In previous experiments, we observed that PRSS3 expression was downregulated in renal cells by either HG or TMAO, indicating a general positive correlation between PRSS3 expression and renal cell health. To determine whether PRSS3 merely serves as an indicator of renal cell health or plays an essential active role in its maintenance, we examined the correlation between PRSS3 expression and renal cell viability. We overexpressed PRSS3 in HK-2 cells under HG conditions and added TMAO to simulate patients with altered gut microbiota (Fig. 8A-B). Western blot analysis of KIM-1 and NGAL revealed that PRSS3 overexpression effectively mitigated HG-induced damage in HK-2 cells, while TMAO treatment counteracted the protective effects of PRSS3, suggesting opposing roles between TMAO and PRSS3 (Fig. 8A). Cell viability assays showed that PRSS3 overexpression improved the viability of HK-2 cells under HG conditions (Fig. 8C). Although TMAO treatment downregulated PRSS3 expression and attenuated its protective effect on cell viability, the viability remained higher than in the control group without PRSS3 overexpression. This supports the potential of PRSS3 overexpression as a therapeutic strategy to counteract TMAO-induced cellular damage.

Fig. 8figure 8

PRSS3 overexpression mitigates HG- and TMAO-induced renal cell damage in vitro and in vivo. A Expression of PRSS3, KIM-1 and NGAL in HK-2 cells. B CFDA staining indicating the viability of HK-2 cells. C Immunofluorescence staining of PRSS3 in HK-2 cells. D H&E and MASSON staining of kidneys from PRSS3-overexpression (AAV-PRSS3) and TMAO-treated mice.
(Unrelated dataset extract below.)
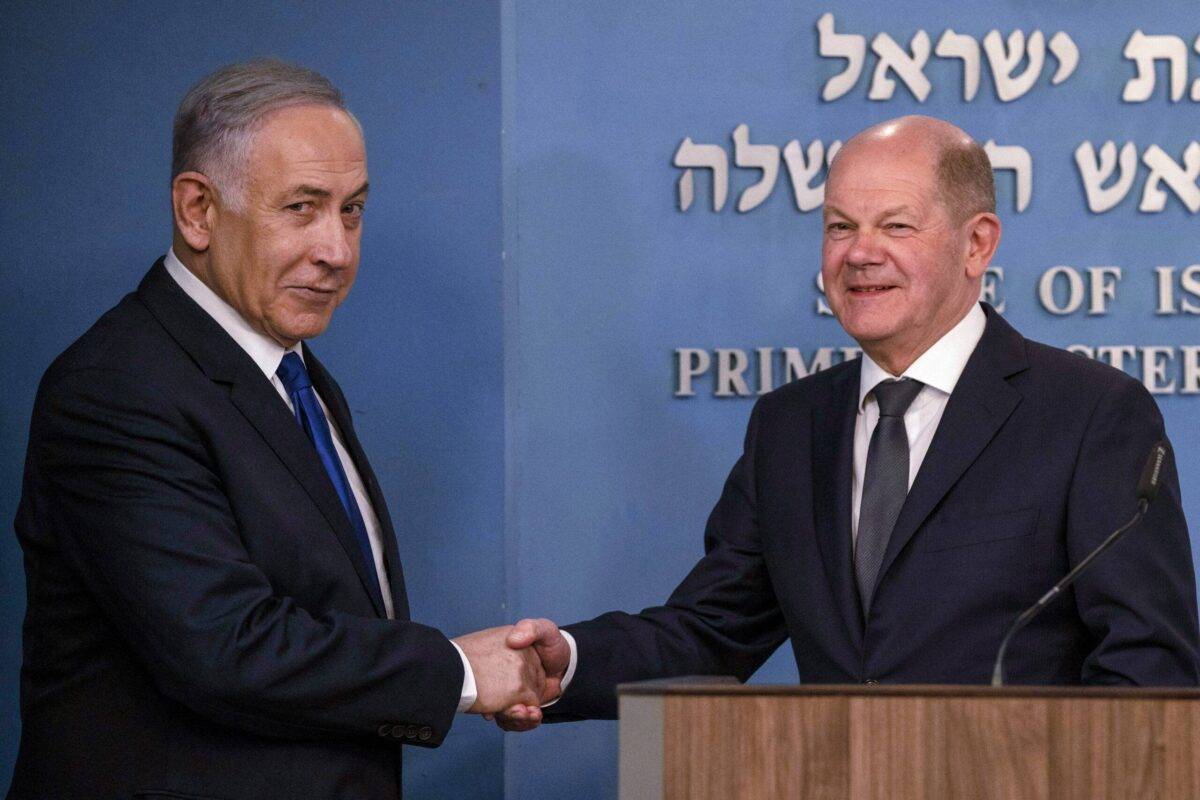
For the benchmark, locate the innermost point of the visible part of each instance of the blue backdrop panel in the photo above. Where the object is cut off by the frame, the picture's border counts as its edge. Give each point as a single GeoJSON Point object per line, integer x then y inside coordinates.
{"type": "Point", "coordinates": [615, 474]}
E-I Renal function indicators in PRSS3-overexpression and TMAO-treated mice: blood glucose levels, serum urinary creatinine, serum BUN, urinary protein levels, and urinary albumin excretion rate. J Levels of inflammatory factors in kidneys of PRSS3-overexpression and TMAO-treated mice: IL-1β, IL-6, IL-18, and TNF-α. K Expression of PRSS3, KIM-1, and NGAL in kidneys of PRSS3-overexpression and TMAO-treated mice. *p < 0.05, **p < 0.01, * * * p < 0.001

Subsequently, we overexpressed PRSS3 in DKD mice via adeno-associated virus (AAV)-mediated gene delivery. Histological analysis revealed that PRSS3 overexpression significantly reduced fibrosis in renal sections (Fig. 8D). Given the pro-fibrotic effect of TMAO observed in previous experiments and the opposing physiological effects of TMAO and PRSS3 in nephropathy, we directly tested this antagonistic relationship by administering TMAO to DKD mice receiving PRSS3 overexpression therapy. The results showed that TMAO negated the ameliorative effects of PRSS3 overexpression in DKD mice (Fig. 8D). Functionally, PRSS3 overexpression improved renal indicators in blood and urine samples of DKD mice (Fig. 8E-I). Notably, even in the TMAO-treated group, which theoretically should exhibit worsened indicators, the parameters remained better than those in the control group, indicating a significant protective effect of PRSS3 overexpression. Similarly, in terms of inflammatory markers, although TMAO treatment impaired the improvement conferred by PRSS3, their levels were still notably reduced relative to the control group (Fig. 8J). Measurements of KIM-1 and NGAL in mouse kidneys yielded results consistent with those observed in cultured cells (Fig. 8K). This may be attributed to the rapid response characteristics of KIM-1 and NGAL as injury reactants, which are sensitive to cellular damage but may not linearly reflect the antagonistic effect of PRSS3 on TMAO in this experiment.